Michele voltou ao quarto e encontrou Lucrezia fazendo a mala enquanto cantava uma das músicas de Elvis Presley, animada. Ótimo. Isso pouparia muito tempo.

— Eu te ajudo. — Falou Michele.

Lucrezia sorriu para ela.

Depois de ajudar Lucrezia com sua mala, Michele também fez a sua, apressada.

— Você também vai a algum lugar?

Michele se aproximou de Lucrezia e a segurou gentilmente pelos ombros, encarando-a.

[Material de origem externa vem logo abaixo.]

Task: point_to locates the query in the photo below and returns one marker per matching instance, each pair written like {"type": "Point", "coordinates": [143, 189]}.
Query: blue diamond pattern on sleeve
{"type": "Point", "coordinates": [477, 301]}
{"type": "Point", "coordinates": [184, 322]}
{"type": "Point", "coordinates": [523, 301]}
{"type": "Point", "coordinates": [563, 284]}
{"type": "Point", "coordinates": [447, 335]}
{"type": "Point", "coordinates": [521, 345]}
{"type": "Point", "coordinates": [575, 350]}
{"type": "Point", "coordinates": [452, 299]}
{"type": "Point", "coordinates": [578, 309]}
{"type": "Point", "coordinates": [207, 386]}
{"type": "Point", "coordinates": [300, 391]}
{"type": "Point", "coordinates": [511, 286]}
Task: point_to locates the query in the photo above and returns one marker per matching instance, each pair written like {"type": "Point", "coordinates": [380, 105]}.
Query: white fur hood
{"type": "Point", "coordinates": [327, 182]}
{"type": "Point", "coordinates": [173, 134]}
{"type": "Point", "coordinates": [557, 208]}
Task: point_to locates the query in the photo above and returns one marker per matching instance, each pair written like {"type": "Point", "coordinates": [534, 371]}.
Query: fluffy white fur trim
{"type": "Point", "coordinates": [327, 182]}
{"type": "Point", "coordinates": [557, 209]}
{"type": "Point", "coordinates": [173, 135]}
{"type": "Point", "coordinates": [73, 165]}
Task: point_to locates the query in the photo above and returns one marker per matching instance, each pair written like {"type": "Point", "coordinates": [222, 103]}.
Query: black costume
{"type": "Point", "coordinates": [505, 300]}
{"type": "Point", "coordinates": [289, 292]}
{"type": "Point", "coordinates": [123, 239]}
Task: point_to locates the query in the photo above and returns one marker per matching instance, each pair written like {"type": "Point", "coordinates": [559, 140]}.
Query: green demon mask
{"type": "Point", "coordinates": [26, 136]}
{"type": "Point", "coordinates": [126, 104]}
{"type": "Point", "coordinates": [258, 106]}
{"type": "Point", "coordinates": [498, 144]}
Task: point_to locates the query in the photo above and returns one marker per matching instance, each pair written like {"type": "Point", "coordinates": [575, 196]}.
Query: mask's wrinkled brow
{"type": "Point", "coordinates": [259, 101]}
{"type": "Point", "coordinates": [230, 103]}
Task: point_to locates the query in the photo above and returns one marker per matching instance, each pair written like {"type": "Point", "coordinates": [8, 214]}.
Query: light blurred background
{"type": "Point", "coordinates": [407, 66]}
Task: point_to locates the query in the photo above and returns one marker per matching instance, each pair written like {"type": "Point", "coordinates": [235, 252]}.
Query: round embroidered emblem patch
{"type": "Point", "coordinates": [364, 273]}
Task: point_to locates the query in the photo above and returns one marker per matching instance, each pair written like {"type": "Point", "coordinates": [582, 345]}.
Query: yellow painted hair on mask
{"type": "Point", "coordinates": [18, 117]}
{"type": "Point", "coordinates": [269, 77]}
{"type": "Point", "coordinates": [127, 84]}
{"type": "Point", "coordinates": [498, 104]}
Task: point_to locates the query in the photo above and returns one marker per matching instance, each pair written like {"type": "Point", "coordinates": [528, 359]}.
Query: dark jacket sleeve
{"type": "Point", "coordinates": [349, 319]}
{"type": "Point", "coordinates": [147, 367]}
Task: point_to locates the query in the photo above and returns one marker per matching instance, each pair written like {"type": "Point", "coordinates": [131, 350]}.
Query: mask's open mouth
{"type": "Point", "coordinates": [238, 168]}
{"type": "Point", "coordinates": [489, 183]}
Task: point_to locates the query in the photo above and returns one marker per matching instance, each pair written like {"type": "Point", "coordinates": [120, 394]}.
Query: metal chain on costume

— O quanto você confia em mim?

— Você sabe… Anjo. — Lucrezia tocou o rosto dela, totalmente encantada. — Com todo o meu ser.

— Você está certa, eu sou Miguel, e preciso levá-la para um lugar seguro, agora mesmo. — Falou Michele.

— Eu vou com você, mas só se me deixar tocar nas suas asas? — Lucrezia disse.

— Não temos tempo para isso! Preciso tirá-la daqui enquanto posso. — Michele disse.

— Não vou a lugar algum se você não me provar que é quem diz ser. Miguel me alertou sobre os anjos caídos que poderiam vir atrás de mim. — Falou Lucrezia.

Michele suspirou e recuou, irritada, então, o quarto se iluminou com uma luz ofuscante e Lucrezia teve de espiar por entre os dedos, mas viu as asas de Michele. A luz diminuiu de intensidade até Lucrezia afastar a mão do rosto, e se aproximar, maravilhada com a visão que presenciava. Devagar tocou a asa branca e macia do arcanjo e apreciou a sensação. Michele envolveu a cintura dela, delicadamente. Seus rostos ficaram tão próximos que podiam sentir a respiração uma da outra. Michele sorriu de forma doce e moveu as asas, cobrindo Lucrezia com elas.

— Feche os olhos? — Pediu Michele num sussurro, encostando a testa na dela.

Lucrezia fechou os olhos e deixou-se dominar pela paz que a envolveu como em um doce sonho. A luz vinda do arcanjo se intensificou a ponto de causar a ilusão que todo o quarto fora tragado por uma imensidão branca. E em menos de um minuto a luz se apagou. Lucrezia e o arcanjo já não estavam mais lá.